Энергетика

Energy and gender: a crucial connection

08/03/2022

Greater female empowerment can have a massive impact in terms of food security, childhood nutrition, improved educational outcomes and more sustainable food systems. Energy has a key part to play in bringing about this change.

Globally women comprise over 37 percent of the world’s rural agricultural workforce, a ratio that rises to 48 percent for low-income countries. They are close to half of the world’s 600 million small-scale livestock managers and about half of the labour force in small-scale fisheries, according to FAO’s Policy on Gender Equality, 2020-2030.

Yet women are more likely to suffer from food insecurity than men, in every region of the world. That was the stark finding of research from FAO and partners into the gender gap relating to hunger. But it is not just as consumers that women fare better than their male counterparts. Throughout the food value chain - whether working in production or sharing in the rewards - women come in second place. FAO is mainstreaming gender across its programmes and initiatives. The energy sector is an important part of this transformative process.

Women are particularly affected by energy poverty

According to the 2018 FAO report, “Costs and Benefits of Clean Energy Technologies in the Milk, Vegetable and Rice Value Chains”, energy poverty – the lack of access to modern energy services – in poor rural areas affects women in particular. This is in part due to traditional gender roles and responsibilities, as well as to women’s limited asset base. Women work longer hours per day and spend a higher proportion of their time on unpaid, labour-intensive and repetitive tasks than men. At home and on farms, women provide human energy to carry out tasks such as the collection of water, fuel wood and fodder.

Many of these tasks could be alleviated by more application of sustainable energy within the value chain. But those changes are less likely to occur when women are shut out of the decision-making process. To this end, FAO is working to bring about change at a societal and structural level to amplify women’s voices.

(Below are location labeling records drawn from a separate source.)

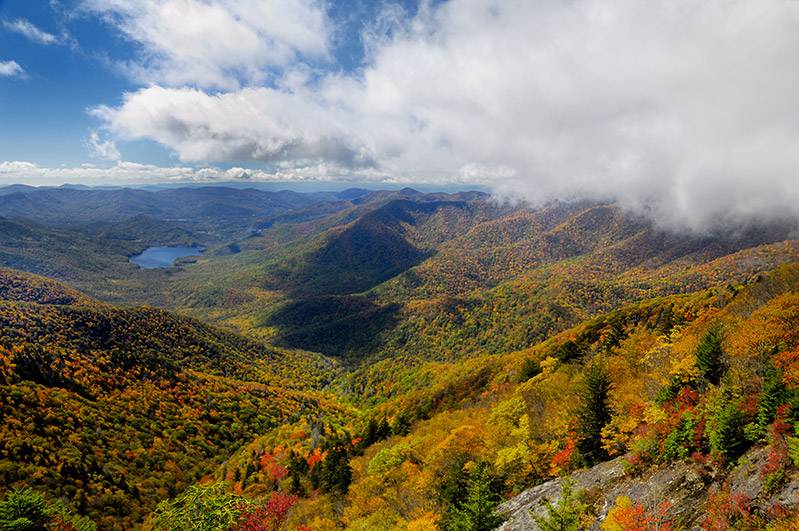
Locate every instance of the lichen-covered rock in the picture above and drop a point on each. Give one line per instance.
(683, 486)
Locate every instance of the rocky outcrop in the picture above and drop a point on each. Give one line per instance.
(682, 485)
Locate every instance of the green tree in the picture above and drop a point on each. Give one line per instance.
(476, 513)
(710, 356)
(23, 509)
(565, 516)
(336, 473)
(595, 412)
(200, 508)
(726, 432)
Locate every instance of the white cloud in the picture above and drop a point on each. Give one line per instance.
(124, 172)
(11, 69)
(102, 148)
(217, 44)
(684, 110)
(28, 30)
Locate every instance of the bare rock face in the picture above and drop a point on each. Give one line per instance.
(683, 487)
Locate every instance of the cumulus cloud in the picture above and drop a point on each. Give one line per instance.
(216, 44)
(11, 69)
(683, 110)
(102, 148)
(30, 31)
(124, 172)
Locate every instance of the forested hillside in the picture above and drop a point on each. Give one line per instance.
(396, 360)
(114, 410)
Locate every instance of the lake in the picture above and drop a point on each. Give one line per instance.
(157, 257)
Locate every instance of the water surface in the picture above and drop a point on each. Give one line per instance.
(157, 257)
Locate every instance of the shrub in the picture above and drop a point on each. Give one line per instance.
(567, 514)
(23, 509)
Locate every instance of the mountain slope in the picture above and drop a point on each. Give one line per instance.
(113, 410)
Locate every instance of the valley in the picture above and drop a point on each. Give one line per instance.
(370, 358)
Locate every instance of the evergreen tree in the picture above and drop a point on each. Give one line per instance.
(336, 473)
(594, 413)
(710, 356)
(565, 516)
(476, 513)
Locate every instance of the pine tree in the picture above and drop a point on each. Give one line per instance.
(336, 473)
(477, 512)
(594, 413)
(710, 357)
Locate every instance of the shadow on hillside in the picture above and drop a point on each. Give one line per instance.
(339, 326)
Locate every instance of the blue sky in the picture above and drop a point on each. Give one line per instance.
(43, 113)
(680, 110)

Women’s roles and responsibilities mean that they know better than most what the energy needs of their home, family and farm and how they should perform. Allowing their needs to be addressed will increase access, adoption and the sustainability of rural energy services within value chains and bring about meaningful change for rural women and men.

When women increase the income they earn and control – at home, in institutions and the community – they often have greater influence in decision-making and shaping collective choices. Rural women are also known to invest a greater proportion of their income in the well-being of their families than men.

Closing the gender gap in crisis situation

FAO also looks at how women are disproportionately affected in conflict and emergency settings. In times of crisis, people often face reduced access to fuel and energy for cooking, heating and lighting. This increases the risk of malnutrition, and makes communities more vulnerable to natural hazards and the impacts of climate change and environmental degradation.

One example of a FAO intervention which has benefited women - and therefore the whole family - has been through the introduction of fuel-efficient cooking stoves in crisis situations. In conflicts in South Sudan and Darfur, FAO has distributed these stoves and educated women in their use. Knock-on results include women being freed from long hours spent gathering fuel wood, better nutrition, and reduced indoor smoke, with the health risks that brings.

FAO has also worked in protracted crisis to enhance women’s lives through green jobs creation, In the Zaatari refugee camp in Syria, 51 percent of women refugees participated to the creation and running of a solid waste segregation unit inside the Zaatari Camp, where they were paid and offered “on-the-job training” modality by FAO Jordan. The project established an innovative model of livelihood improvement through a waste-energy-environment platform. It successfully enhanced the humanitarian-development nexus in the Zaatari refugee camp through the creation of green jobs opportunities, which, in turn, were achieved through the generation of renewable energy and production of compost from waste in a refugee camp environment.

Whether it is in crisis or in times of stability, closing the gender gap in agriculture and food value chains is crucial to FAO’s mandate. In energy as in other fields, the Organisation is committed to tackling the root causes of existing inequalities and promoting inclusive agricultural and rural development.